Researchers at Karolinska Institutet have now developed a method for measuring signals from the human olfactory bulb, which processes smells and transmits signals to parts of the brain that control movement and avoidance behavior.

Their findings are based on three experiments in which participants were asked to rate their experiences with six different smells, some positive and some negative, while the electrophysiological activity of the olfactory bulb was measured when responding to each of the smells.

“It was clear that the bulb reacts specifically and rapidly to negative smells and sends a direct signal to the motor cortex within about 300 ms,” says Johan Lundström, associate professor at Karolinska Institutet’s Department of Clinical Neuroscience. “The signal causes the individual to lean back and away from the source of the odor.”

He continues:

“The findings suggest that our sense of smell is important to our ability to detect dangers in our immediate surroundings, and that much of this ability is more unconscious than our response to danger mediated by our senses of vision and hearing.”

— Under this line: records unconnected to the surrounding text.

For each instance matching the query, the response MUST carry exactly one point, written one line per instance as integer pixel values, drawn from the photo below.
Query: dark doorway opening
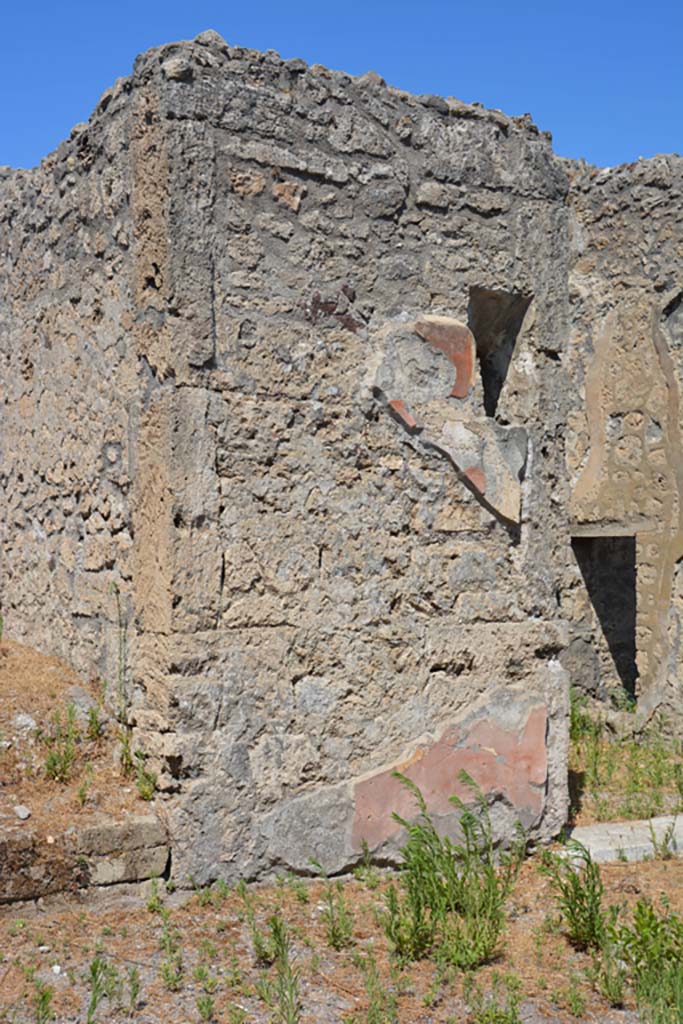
(495, 318)
(608, 567)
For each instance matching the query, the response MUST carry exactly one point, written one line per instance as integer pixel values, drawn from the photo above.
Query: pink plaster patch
(512, 763)
(457, 342)
(402, 412)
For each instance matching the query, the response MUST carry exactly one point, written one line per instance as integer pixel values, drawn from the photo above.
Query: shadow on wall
(608, 567)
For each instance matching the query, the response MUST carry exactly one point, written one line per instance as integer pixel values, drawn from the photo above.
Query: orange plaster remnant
(457, 342)
(289, 193)
(401, 411)
(512, 763)
(476, 477)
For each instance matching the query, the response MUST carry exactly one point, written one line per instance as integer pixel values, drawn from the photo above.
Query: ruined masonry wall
(624, 440)
(68, 383)
(334, 558)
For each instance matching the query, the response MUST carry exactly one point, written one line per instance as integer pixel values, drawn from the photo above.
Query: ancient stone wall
(68, 382)
(624, 442)
(304, 351)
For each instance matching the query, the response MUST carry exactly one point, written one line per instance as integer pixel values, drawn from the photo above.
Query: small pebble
(22, 721)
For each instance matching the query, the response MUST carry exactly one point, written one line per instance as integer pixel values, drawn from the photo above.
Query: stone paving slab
(631, 840)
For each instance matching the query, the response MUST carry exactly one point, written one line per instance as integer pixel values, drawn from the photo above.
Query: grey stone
(610, 841)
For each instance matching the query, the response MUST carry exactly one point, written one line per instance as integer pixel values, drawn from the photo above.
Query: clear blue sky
(605, 77)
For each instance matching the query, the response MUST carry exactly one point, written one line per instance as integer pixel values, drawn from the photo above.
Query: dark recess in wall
(495, 318)
(608, 567)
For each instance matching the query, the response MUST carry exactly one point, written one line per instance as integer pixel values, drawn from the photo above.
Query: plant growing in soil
(145, 780)
(282, 993)
(382, 1003)
(451, 897)
(579, 891)
(336, 914)
(500, 1006)
(60, 742)
(42, 998)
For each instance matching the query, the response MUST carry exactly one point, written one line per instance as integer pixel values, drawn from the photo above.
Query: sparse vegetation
(60, 741)
(336, 914)
(145, 780)
(579, 889)
(450, 900)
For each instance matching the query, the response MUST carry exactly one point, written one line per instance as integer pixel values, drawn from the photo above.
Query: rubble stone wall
(624, 441)
(291, 357)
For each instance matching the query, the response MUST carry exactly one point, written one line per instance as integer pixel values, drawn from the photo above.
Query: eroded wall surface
(340, 398)
(68, 382)
(624, 441)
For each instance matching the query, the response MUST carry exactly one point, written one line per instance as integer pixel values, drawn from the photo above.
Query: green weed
(579, 891)
(500, 1006)
(451, 897)
(336, 914)
(60, 742)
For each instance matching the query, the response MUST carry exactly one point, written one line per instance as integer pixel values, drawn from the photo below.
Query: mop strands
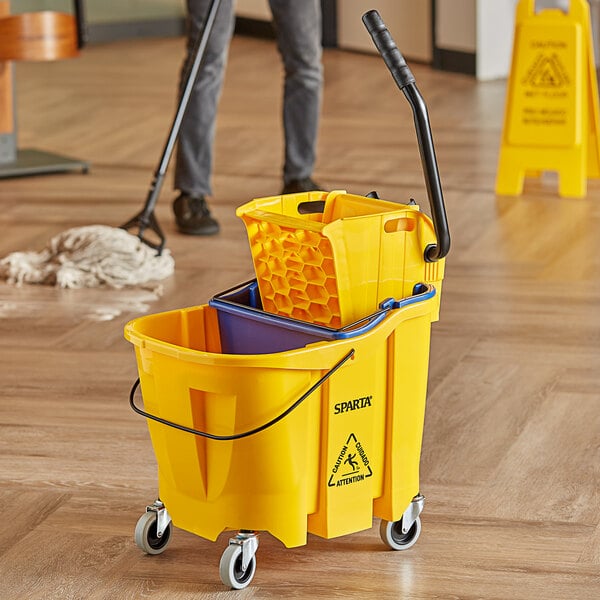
(90, 256)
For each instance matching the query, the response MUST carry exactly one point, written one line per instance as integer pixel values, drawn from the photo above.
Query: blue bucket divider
(246, 329)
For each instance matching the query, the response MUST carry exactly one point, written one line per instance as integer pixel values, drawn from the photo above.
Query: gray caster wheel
(392, 535)
(231, 568)
(146, 536)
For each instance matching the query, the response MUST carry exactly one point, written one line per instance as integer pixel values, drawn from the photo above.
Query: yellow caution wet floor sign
(551, 118)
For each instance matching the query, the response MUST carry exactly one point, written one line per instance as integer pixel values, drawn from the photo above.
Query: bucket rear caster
(238, 562)
(153, 529)
(403, 534)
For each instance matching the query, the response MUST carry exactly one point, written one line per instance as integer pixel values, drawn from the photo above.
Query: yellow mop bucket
(315, 436)
(317, 439)
(331, 258)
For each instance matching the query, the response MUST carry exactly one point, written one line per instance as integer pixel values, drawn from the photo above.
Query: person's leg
(193, 166)
(298, 27)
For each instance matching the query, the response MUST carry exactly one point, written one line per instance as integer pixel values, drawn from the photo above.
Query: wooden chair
(34, 36)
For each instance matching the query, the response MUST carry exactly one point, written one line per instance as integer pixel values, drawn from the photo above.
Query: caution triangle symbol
(351, 465)
(547, 73)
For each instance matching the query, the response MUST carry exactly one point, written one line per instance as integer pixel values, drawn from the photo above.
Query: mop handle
(406, 82)
(198, 54)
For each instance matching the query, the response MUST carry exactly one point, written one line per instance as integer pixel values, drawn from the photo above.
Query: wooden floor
(511, 451)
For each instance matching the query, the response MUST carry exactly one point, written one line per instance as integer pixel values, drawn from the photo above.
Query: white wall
(455, 24)
(495, 32)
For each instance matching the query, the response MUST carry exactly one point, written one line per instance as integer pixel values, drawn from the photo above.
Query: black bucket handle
(406, 82)
(237, 436)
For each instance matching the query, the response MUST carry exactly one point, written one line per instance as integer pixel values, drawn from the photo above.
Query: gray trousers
(298, 29)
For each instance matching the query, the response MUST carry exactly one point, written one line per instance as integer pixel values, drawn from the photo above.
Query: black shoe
(193, 216)
(300, 185)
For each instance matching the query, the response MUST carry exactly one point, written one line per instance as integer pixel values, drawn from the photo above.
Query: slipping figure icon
(350, 460)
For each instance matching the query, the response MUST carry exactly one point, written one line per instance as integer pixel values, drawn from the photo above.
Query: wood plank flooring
(511, 453)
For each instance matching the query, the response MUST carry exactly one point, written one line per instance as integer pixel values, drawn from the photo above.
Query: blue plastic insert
(246, 329)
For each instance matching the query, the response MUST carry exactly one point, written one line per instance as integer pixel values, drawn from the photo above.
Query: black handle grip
(406, 82)
(387, 48)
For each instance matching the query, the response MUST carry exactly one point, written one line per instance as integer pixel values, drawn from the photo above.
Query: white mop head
(89, 257)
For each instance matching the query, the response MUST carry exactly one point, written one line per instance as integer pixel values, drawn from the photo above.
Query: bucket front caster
(238, 562)
(403, 534)
(153, 529)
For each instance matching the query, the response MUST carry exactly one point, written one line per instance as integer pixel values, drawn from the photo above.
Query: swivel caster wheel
(392, 534)
(238, 562)
(146, 534)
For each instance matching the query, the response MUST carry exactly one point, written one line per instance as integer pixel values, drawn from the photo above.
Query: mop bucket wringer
(295, 403)
(317, 439)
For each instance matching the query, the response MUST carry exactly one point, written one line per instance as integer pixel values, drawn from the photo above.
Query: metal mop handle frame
(146, 218)
(406, 82)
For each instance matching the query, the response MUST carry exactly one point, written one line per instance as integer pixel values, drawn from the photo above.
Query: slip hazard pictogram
(546, 72)
(351, 465)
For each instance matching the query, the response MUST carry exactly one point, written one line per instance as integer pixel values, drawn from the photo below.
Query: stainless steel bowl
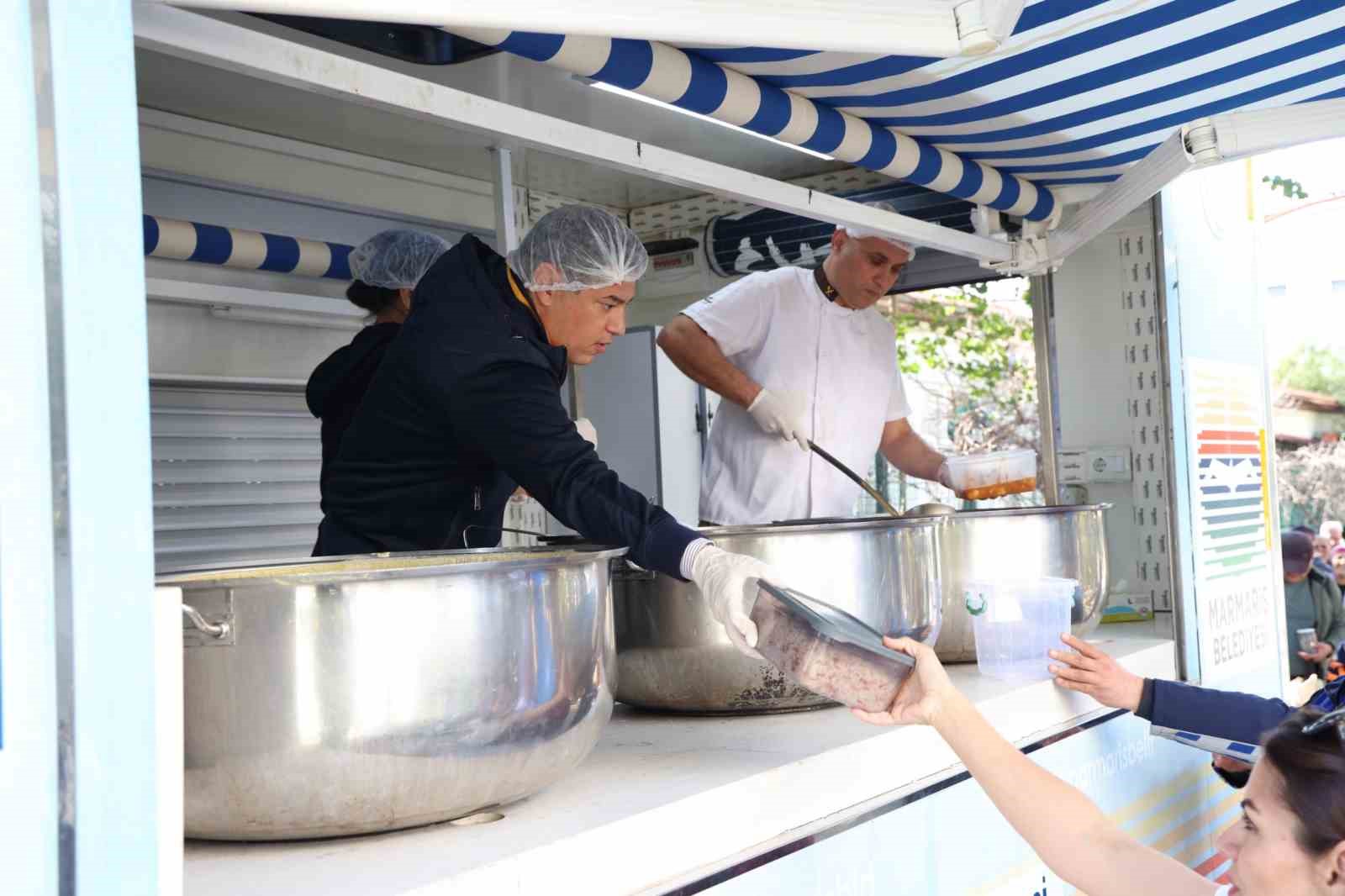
(356, 694)
(1021, 542)
(672, 656)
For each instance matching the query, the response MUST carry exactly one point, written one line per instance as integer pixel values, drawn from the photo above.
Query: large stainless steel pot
(354, 694)
(672, 656)
(1021, 542)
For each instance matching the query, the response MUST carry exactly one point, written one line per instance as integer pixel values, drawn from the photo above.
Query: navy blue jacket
(1224, 714)
(338, 385)
(464, 405)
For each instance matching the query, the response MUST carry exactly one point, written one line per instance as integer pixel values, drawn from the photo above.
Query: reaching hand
(730, 584)
(1321, 653)
(782, 414)
(923, 693)
(1094, 673)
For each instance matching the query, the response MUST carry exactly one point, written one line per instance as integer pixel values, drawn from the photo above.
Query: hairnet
(860, 233)
(588, 246)
(396, 259)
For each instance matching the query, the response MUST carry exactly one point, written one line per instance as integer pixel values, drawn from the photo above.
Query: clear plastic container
(1015, 623)
(994, 475)
(827, 650)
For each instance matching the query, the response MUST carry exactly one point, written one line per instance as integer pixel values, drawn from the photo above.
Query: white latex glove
(945, 475)
(730, 584)
(587, 430)
(782, 414)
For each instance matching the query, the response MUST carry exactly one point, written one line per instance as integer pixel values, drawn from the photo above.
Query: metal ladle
(860, 481)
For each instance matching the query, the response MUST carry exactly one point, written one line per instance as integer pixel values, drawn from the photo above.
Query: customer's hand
(782, 414)
(1091, 672)
(1321, 653)
(923, 693)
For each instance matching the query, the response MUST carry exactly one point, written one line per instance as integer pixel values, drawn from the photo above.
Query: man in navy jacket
(466, 407)
(1170, 704)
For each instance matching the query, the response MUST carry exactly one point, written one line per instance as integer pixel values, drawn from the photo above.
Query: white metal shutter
(235, 475)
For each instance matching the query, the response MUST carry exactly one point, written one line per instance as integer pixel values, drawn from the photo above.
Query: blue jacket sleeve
(1221, 714)
(511, 414)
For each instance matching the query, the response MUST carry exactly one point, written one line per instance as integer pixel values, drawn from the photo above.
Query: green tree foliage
(1290, 187)
(1315, 369)
(988, 387)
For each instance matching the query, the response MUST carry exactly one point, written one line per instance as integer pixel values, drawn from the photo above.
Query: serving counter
(669, 804)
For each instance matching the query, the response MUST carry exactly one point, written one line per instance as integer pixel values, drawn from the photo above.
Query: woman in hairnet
(387, 269)
(467, 403)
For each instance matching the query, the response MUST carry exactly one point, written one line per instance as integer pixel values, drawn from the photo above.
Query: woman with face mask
(1289, 841)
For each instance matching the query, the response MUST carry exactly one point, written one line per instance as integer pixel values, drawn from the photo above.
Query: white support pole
(29, 791)
(217, 44)
(907, 27)
(1247, 134)
(506, 212)
(98, 439)
(1138, 185)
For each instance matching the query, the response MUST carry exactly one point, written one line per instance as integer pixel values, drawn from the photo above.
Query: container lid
(834, 623)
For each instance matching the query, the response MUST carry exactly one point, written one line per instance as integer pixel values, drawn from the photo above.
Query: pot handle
(215, 630)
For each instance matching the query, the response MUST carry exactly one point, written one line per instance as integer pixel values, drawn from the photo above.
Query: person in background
(800, 356)
(1290, 838)
(387, 268)
(1335, 532)
(1172, 704)
(466, 408)
(1311, 600)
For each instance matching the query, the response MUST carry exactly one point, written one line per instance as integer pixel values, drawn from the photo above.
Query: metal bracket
(208, 622)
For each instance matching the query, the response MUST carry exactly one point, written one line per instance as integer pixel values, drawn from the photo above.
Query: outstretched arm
(1064, 828)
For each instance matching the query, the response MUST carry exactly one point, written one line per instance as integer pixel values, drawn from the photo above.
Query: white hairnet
(396, 259)
(588, 246)
(860, 233)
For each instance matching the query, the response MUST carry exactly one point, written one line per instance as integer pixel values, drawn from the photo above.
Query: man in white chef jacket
(800, 356)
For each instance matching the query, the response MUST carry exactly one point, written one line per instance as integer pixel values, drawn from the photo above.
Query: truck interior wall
(1094, 383)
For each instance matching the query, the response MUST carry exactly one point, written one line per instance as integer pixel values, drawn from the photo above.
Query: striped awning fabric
(248, 249)
(1082, 91)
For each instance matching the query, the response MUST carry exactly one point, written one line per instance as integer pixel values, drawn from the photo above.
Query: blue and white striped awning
(1080, 92)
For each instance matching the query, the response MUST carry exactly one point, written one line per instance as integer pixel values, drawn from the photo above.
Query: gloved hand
(587, 430)
(945, 475)
(730, 584)
(783, 414)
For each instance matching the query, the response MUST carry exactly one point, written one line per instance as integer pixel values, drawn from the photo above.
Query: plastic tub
(1015, 622)
(994, 475)
(827, 650)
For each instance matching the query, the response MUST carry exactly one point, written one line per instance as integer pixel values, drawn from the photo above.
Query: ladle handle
(860, 481)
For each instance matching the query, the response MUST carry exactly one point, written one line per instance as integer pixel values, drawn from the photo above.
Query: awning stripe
(690, 82)
(1116, 74)
(1082, 91)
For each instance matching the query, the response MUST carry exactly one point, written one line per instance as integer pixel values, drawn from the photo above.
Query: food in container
(827, 650)
(994, 475)
(1015, 623)
(1306, 640)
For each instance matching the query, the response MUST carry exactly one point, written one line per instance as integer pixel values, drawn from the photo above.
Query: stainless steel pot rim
(990, 513)
(394, 564)
(804, 526)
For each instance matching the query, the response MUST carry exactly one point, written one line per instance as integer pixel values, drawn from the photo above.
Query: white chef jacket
(779, 329)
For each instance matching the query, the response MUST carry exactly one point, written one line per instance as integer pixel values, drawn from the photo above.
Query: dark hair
(372, 299)
(1313, 772)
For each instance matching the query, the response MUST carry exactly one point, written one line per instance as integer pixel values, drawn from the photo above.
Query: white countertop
(663, 799)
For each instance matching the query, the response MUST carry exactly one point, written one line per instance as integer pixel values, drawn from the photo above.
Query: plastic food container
(994, 475)
(1015, 622)
(827, 650)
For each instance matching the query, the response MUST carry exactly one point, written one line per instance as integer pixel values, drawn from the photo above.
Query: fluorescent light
(697, 114)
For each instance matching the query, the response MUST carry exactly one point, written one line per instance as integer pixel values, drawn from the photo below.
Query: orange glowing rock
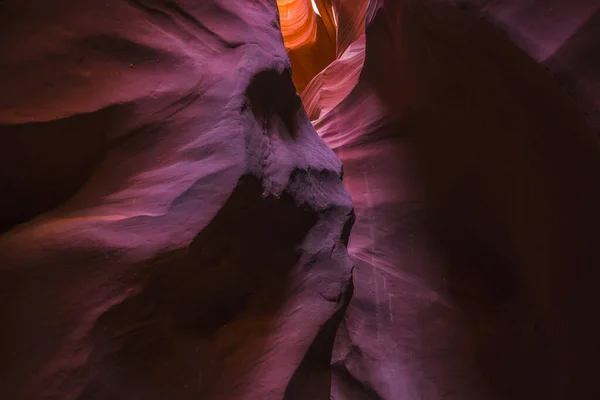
(298, 23)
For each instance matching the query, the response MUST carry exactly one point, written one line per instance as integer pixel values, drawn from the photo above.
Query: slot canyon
(299, 199)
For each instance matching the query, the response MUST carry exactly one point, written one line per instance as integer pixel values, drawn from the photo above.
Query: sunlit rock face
(309, 34)
(473, 177)
(298, 23)
(182, 226)
(184, 233)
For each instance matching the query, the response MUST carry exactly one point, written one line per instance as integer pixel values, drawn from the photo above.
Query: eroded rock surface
(174, 227)
(189, 225)
(473, 176)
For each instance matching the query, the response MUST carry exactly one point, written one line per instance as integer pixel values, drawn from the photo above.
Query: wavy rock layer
(182, 226)
(474, 179)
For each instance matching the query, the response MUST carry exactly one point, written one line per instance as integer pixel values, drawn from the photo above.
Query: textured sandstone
(474, 179)
(201, 252)
(183, 229)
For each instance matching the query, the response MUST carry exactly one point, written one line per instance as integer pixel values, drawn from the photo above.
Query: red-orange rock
(474, 179)
(199, 247)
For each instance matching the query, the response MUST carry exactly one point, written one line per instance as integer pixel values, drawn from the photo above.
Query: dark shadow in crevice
(312, 379)
(271, 93)
(234, 273)
(43, 164)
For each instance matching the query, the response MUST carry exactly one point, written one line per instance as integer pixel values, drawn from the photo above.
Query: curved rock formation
(174, 227)
(473, 177)
(201, 251)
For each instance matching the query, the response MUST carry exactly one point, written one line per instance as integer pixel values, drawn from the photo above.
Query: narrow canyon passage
(299, 199)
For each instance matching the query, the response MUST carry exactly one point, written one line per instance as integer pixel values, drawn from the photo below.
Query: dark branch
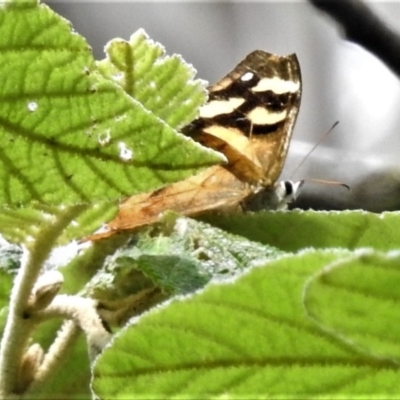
(363, 27)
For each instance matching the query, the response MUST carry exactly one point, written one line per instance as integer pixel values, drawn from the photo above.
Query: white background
(341, 81)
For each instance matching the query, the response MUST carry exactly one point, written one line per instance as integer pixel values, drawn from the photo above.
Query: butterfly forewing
(249, 117)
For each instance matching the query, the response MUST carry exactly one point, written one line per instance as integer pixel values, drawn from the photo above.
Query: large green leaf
(291, 231)
(69, 134)
(163, 84)
(357, 300)
(251, 339)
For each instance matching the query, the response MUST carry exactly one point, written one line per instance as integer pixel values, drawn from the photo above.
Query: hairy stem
(18, 326)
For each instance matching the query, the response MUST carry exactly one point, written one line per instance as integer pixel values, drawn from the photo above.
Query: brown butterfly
(249, 117)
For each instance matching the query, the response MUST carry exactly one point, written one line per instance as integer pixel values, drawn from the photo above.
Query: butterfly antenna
(325, 182)
(323, 137)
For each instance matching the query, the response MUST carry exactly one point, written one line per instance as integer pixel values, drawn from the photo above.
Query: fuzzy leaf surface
(68, 134)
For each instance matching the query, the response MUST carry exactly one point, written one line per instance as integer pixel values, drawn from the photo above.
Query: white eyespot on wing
(32, 106)
(262, 116)
(248, 76)
(277, 85)
(220, 107)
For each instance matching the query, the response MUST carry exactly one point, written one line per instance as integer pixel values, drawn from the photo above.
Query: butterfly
(249, 117)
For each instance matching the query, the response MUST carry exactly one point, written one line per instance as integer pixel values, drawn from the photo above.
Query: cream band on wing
(262, 116)
(277, 85)
(218, 107)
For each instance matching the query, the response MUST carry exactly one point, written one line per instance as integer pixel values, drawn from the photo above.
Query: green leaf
(176, 257)
(294, 230)
(358, 301)
(163, 84)
(68, 134)
(248, 339)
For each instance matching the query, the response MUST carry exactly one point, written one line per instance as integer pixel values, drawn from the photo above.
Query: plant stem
(18, 329)
(57, 352)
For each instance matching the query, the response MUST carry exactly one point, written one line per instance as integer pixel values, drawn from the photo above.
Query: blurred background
(341, 81)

The Knut and Alice Wallenberg Foundation, the National Institute on Deafness and Other Communication Disorders, and the Swedish Research Council all contributed to the study’s funding. There have been no reports of conflicts of interest.

The entire process from detection to movement as a touch faster has been measured in research on visual and auditory reaction time; roughly 150 milliseconds for a reaction to sound and under 200 milliseconds for sight. While it may take us a little longer to react to a bad smell, it could take much longer if our olfactory bulb wasn’t already separating the signal.